When we run baited hunts, I like to provide an overview of how bears typically act as they approach, linger and exit bait sites. I also highlight their tendency to run up nearby trees when a dominant bear or perceived threat is nearby. Periodically, this can be the same tree the client is sitting in. For those with an extreme fear of bears, this scenario prompts considerable discussion. I generally recommend putting these guests in treestands that are difficult for bears to access, i.e., at stands in large evergreens with plenty of branches that make it more difficult for the bears to climb. This invariably provides those hunters with an elevated sense of security.
Informing and educating visiting hunters as much as possible helps quell some of the fear factor. For many, the hunt they’re on will provide their first sighting or encounter with a bear. As such, we do our best to offset the menacing, media-driven reputation of bears and replace it with the fact that they’re predators motivated by their opportunity to eat. If bears become defensive, it’s usually because they’re protecting their food, young or territory. In late May and June, bears can become especially aggressive and even defensive around bait sites when sows are in the area.
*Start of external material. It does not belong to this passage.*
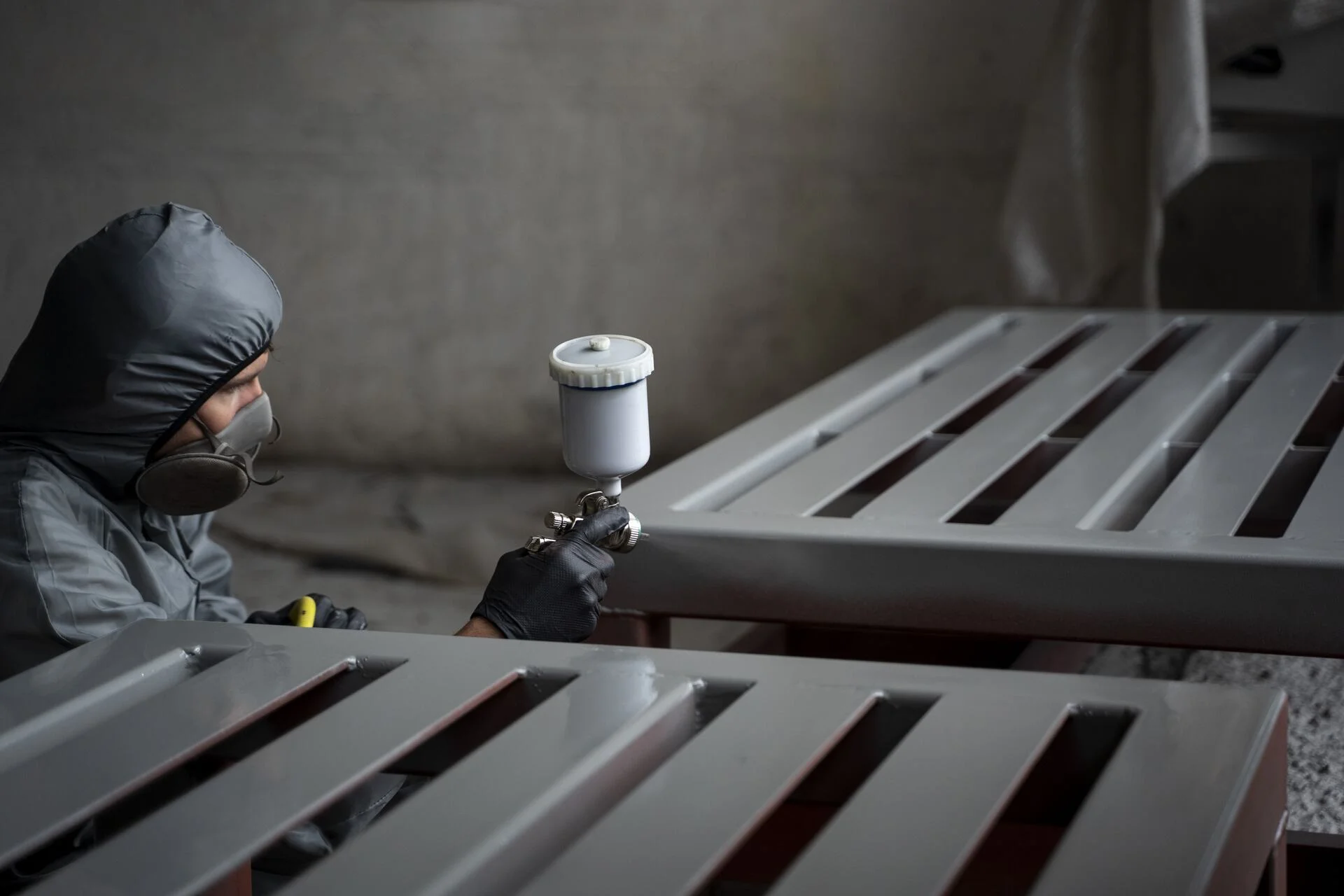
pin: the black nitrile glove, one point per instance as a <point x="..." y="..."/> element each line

As far as non-defensive encounters are concerned, if a bear becomes complacent or overtly aggressive, that’s when guides and guests need to take things very seriously and respond accordingly.
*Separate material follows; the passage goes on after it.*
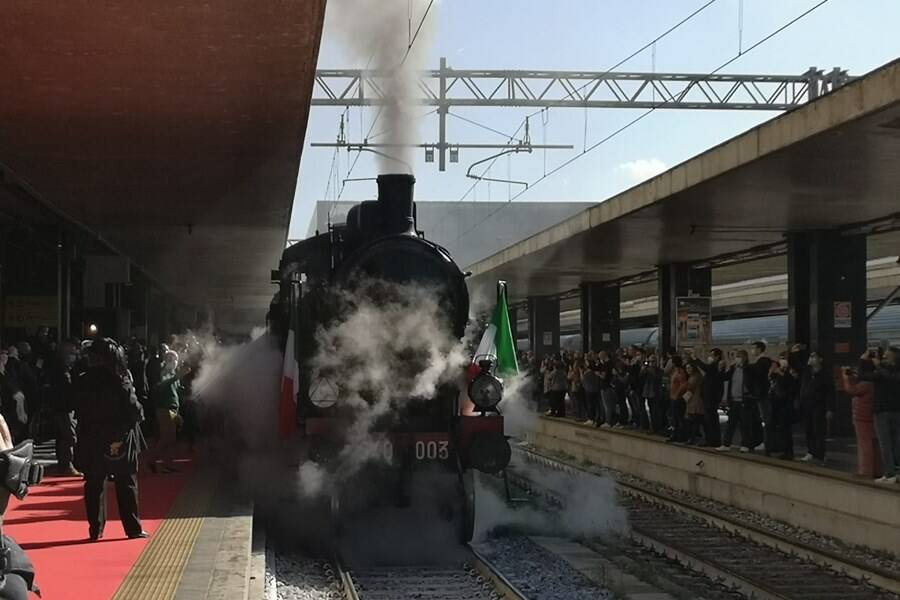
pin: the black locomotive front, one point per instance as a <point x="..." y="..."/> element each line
<point x="377" y="252"/>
In most instances, the best thing a client can do is follow his or her guide’s lead. I’ve often had hunters sitting at a bait site for up to a half-hour after dark, and as I walked in they yelled to let me know there was a sow with cubs at the bait that wouldn’t leave. Understandably, in these situations most hunters and guides are acutely aware of the risks and need to navigate these situations carefully. Usually, with a little noise the bears will eventually move off, allowing the hunter and guide to exit safely. But remember: For hunters with a distinct fear of bears, this can be an overwhelming experience.
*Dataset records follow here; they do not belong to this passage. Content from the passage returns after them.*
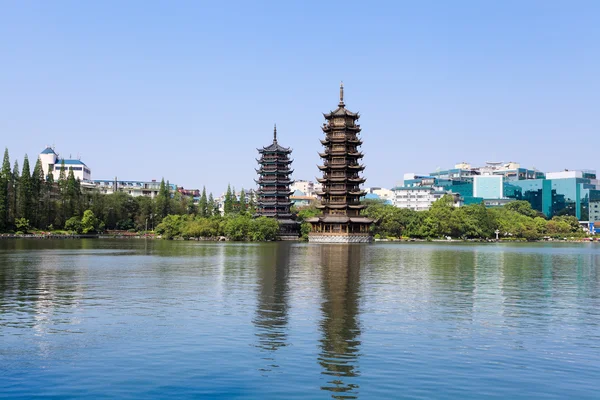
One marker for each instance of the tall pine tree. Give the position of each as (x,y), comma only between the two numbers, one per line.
(211,206)
(228,203)
(243,201)
(37,185)
(5,187)
(13,211)
(203,204)
(162,201)
(25,201)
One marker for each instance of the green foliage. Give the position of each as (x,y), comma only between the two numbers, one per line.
(242,203)
(73,224)
(22,225)
(303,215)
(162,200)
(5,187)
(228,203)
(171,226)
(237,227)
(89,222)
(203,204)
(263,229)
Let me point out again that even though most bears don’t want anything to do with people, it’s important to respect them. A sensible measure of fear can be a healthy thing. In over 25 years of guiding, I’ve seen far too many hunters approach bears without any fear whatsoever. I’ve also watched several get themselves in trouble because they didn’t respect the bear’s space. In the end, though, when that trepidation is debilitating, it can detract from the hunter’s experience.
Most professional guides and outfitters are well-equipped to handle bear encounters and put clients at ease. If the client follows their lead and does what they’re told, they’ll have a safe and enjoyable experience. Photo Credit: Kevin Wilson
A guide’s job description is diverse. Certainly, they’re charged with doing all they can to legally put their client in front of a bear for a shot opportunity. But practically speaking, they have some responsibility for their safety, as well. It’s up to the guide and outfitter to take steps to alleviate that fear, if for no other reason than to improve the hunter’s odds of making an accurate kill shot when the opportunity is presented.
Most professional guides and outfitters are well-equipped to handle bear encounters and put clients at ease. Most have a degree of experience navigating good and bad encounters. If the client follows their lead and does what they’re told, for the most part they’ll have a safe and enjoyable experience.